In today's INSIDER Daily Digest, the defense secretary is calling on Pentagon employees to remain focused, the Marine Corps is building a close relationship with U.S. Special Operations Command and Congress has denied a Pentagon reprogramming request.
First up, Defense Secretary Jim Mattis has issued a new memo to Pentagon personnel:
The Defense Department has begun fiscal year 2018 without a new budget, but Defense Secretary Jim Mattis is calling on all Pentagon personnel to remain committed to three core lines of effort: restoring military readiness, strengthening global alliances and reforming DOD business practices.
The Marine Corps and U.S. Special Operations Command have just signed the terms of reference for a new joint board:
The Marine Corps and U.S. Special Operations Command have established a joint board for better integration between the two organizations and plan to release a concept on how to operate in the future, according to a Marine Corps official.
And Capitol Hill has rejected a July request from the Pentagon to transfer defense health funding that was no longer needed into a new synthetic aperture radar satellite effort:
House and Senate appropriators have denied the Defense Department's request to transfer $50 million to begin a new program to develop a commercially based, micro-synthetic aperture radar satellite prototype aimed at "deep learning analytics" to improve the speed and exploitation of raw satellite imagery.
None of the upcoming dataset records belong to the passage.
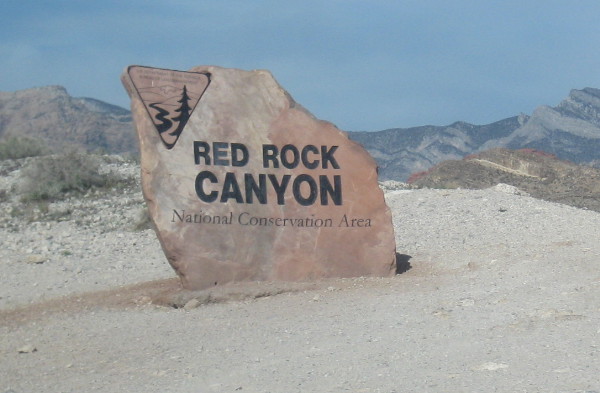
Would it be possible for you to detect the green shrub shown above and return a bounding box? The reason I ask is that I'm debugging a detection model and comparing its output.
[21,153,114,201]
[0,136,50,160]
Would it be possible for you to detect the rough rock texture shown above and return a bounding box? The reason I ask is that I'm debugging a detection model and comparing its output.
[123,66,396,289]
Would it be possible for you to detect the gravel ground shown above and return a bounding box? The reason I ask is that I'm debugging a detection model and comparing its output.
[0,166,600,393]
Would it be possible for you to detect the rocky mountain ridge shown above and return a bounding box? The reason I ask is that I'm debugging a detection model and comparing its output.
[350,88,600,180]
[0,86,137,153]
[409,148,600,212]
[0,86,600,181]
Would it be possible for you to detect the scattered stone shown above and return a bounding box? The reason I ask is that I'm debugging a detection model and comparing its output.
[183,299,202,310]
[25,254,48,265]
[473,362,508,371]
[17,344,37,353]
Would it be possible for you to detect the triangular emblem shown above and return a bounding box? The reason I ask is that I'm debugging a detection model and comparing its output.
[127,66,210,149]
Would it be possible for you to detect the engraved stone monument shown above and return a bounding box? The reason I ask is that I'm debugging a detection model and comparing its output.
[122,66,396,289]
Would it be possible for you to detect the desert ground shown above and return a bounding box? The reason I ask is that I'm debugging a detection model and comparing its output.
[0,158,600,393]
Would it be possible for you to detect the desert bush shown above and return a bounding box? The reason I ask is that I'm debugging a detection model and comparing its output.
[0,136,50,160]
[21,153,114,201]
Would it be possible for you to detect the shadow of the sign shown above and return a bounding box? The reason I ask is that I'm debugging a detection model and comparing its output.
[396,253,412,274]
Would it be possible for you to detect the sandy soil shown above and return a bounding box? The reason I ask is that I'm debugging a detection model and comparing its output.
[0,186,600,393]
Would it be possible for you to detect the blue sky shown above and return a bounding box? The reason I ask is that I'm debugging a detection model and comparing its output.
[0,0,600,131]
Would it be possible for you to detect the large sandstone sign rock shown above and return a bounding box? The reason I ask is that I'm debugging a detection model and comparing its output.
[122,66,396,289]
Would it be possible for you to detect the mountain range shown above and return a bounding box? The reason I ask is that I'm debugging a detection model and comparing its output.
[0,86,137,153]
[0,86,600,181]
[350,88,600,180]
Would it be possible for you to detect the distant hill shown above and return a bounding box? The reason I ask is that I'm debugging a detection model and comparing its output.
[409,148,600,211]
[0,86,600,185]
[0,86,137,153]
[350,88,600,180]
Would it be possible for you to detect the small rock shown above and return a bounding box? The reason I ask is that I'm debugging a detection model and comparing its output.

Lawmakers also rejected and reduced parts of a military intelligence reprogramming request:
Lawmakers have given the Defense Department permission to shift millions of dollars between military intelligence accounts, but House appropriators rejected or reduced some of the Pentagon's requests.
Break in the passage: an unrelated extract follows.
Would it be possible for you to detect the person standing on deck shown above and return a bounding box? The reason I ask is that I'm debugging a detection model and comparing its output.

The National Space Council met this week and announced a new strategy:
The National Space Council is crafting an integrated space strategic framework it expects to be available for review by President Trump within 45 days.
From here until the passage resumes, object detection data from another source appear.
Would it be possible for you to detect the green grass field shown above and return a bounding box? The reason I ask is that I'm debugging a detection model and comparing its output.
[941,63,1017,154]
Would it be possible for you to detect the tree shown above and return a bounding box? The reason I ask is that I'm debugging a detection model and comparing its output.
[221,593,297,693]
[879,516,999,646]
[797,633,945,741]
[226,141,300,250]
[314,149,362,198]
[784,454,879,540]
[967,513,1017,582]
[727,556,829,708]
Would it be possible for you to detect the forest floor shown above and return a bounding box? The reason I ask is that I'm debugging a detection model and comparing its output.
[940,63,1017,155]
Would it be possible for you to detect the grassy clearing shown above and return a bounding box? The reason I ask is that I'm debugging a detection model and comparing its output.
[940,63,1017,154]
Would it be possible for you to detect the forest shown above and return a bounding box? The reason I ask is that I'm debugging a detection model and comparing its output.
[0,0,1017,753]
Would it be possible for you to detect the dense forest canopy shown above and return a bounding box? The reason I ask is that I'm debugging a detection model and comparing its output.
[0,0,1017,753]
We also have quite a few Air Force stories:
The Air Force is drafting a concept of operations for the Arctic as a first step in preparing a new service strategy for the polar region -- drawing on insights collected last month during a trip by service leaders across the Arctic -- that will provide a blueprint for how the service will adjust its footing in light of the growing militarization of the area by Russia and China.
Lockheed Martin and Rockwell Collins this week each won contracts worth about $80 million to design a new system to allow U.S. Strategic Command to launch intercontinental ballistic missiles from an aircraft if ground control stations are unusable.
The Air Force has fully implemented 10 of 42 recommendations made by the National Commission on the Structure of the Air Force, but the service said in a recent report that "numerous legislative obstacles" are hampering its progress on the remaining proposals.
As the Air Force prepares to choose a helicopter to replace its UH-1N Huey fleet, it is simultaneously moving forward with a service-life extension program for 42 aircraft to keep them airworthy until the new helicopters are delivered.